Just then, the chamber door was pushed open with such force that it slammed against the wall. Derek strode in, his face a thundercloud of controlled rage.
"What utter nonsense is this?" he demanded, his voice cutting through the thick, cloying atmosphere of fear and superstition.
He took in the scene at a glance: the exorcist, the weeping Lorena, his terrified grandmother, Ryan lying still and pale in the bed, and Marissa, standing alone, her face stained with blood, her expression one of wounded, furious pride.
Without a word to anyone else, he walked directly to where Marissa stood. He shrugged off his heavy, formal coat and, in a gesture of profound, public protection, wrapped it around her shoulders. The coat was warm, smelling of leather and the cool night air, a solid, comforting weight against her trembling body. He then took a clean, white handkerchief from his pocket and, with a touch that was surprisingly gentle, began to wipe the last traces of blood from her face.
When he was done, he offered her his hand and helped her rise from her knees, restoring the dignity that had been so violently stripped from her. She looked at him, her eyes wide with a surprise she couldn’t conceal, before quickly averting her gaze, her focus returning to the still form of the boy in the bed.
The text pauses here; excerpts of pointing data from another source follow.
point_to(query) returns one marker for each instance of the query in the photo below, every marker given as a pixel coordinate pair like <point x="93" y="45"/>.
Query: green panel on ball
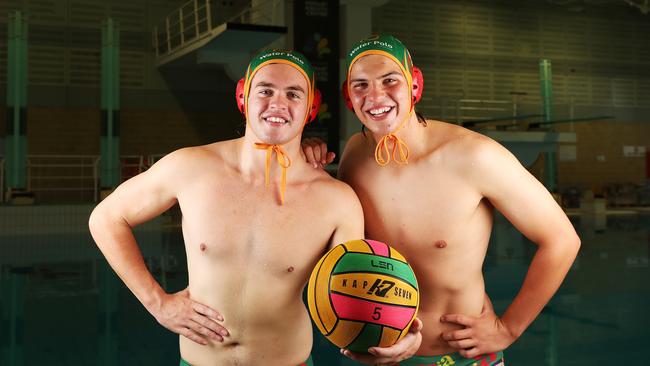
<point x="354" y="262"/>
<point x="370" y="336"/>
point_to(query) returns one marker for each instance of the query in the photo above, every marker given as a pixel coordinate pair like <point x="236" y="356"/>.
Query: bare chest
<point x="233" y="223"/>
<point x="421" y="208"/>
Derek turned, his eyes like chips of flint as he glared at the exorcist, then at his grandmother. "Grandmother," he said, his voice low but vibrating with anger. "All of this is baseless superstition. How can you allow them to turn this household into a cheap, theatrical sideshow?"
Lorena, seeing the tide turning against her, immediately began to cry again, her words a new, subtle poison. "Your Grace, at first, I thought it was just that I was ignorant and had somehow angered the Grand Duchess," she wailed, twisting the truth of the previous day’s events. "But Ryan... Ryan is still just a child! Please, Your Grace, have mercy on him and spare him from this... this evil influence!"
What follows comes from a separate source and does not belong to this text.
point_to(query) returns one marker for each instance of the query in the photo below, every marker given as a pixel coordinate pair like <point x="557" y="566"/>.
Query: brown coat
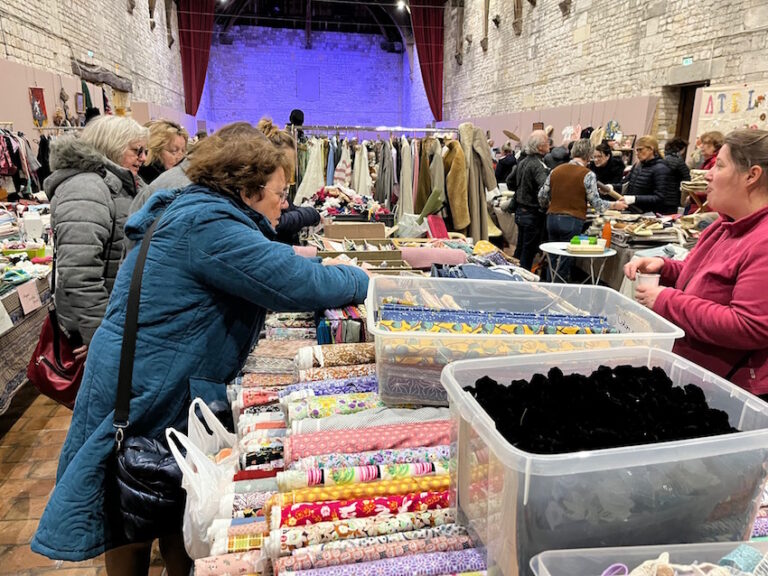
<point x="456" y="185"/>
Marissa spun around, her eyes blazing. "What you are saying, Lorena, sounds very much like you are accusing me of intentionally harming Ryan."
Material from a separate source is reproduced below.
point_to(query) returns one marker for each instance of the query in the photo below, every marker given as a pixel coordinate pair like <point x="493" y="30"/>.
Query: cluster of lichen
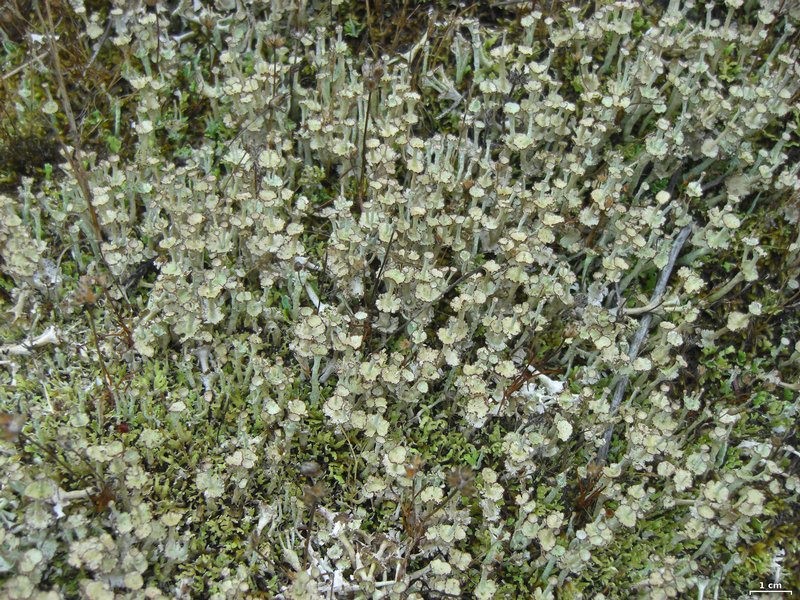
<point x="499" y="303"/>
"No! I’m sorry, Your Grace, I apologize!" Lorena cried, immediately playing the victim. "I know my mistake. I spoke out of turn. I am just a foolish woman, terrified for the child I have raised. Please, please, spare my child. Please Your Grace, I beg of you!"
Marissa stared at her, her fists clenching at her sides. It was like fighting a ghost made of smoke. "Then what do you propose I do, Lorena?" she asked, her voice dangerously calm. "To prove my innocence and save this child you claim I am harming?"
All eyes turned to Beatrice. She was trapped. Her fear for Ryan was real, but Derek’s anger was a force to be reckoned with. She needed a solution, a compromise that would appease the spirits without further angering her formidable grandson. After a long, agonizing silence, she made her decision.
"Marissa," she said, her voice heavy with a weary authority. "Though Ryan is not your biological son, he calls you ’Mother’. You have shown him affection and so has he." She took a deep breath. "Will you... will you hold a prayer vigil for him? At the old family temple, on the outskirts of the city. To appease the ancestors and to pray for his safety."
She looked away, unable to meet Marissa’s eyes. "And to... to show the ancestors your pure heart."
That will take weeks for her to get there couple with endless prayers and offering numerous incense to a god or ancestor that she wasn’t sure if they live. Depending on what Lorena’s plan is, her stay might be months or even years kneeling and praying. She might never return to the Thompson’s family and her plans for a better future will be ruin before it even began.
In all, it was not an execution. It was a polite, but clear, banishment.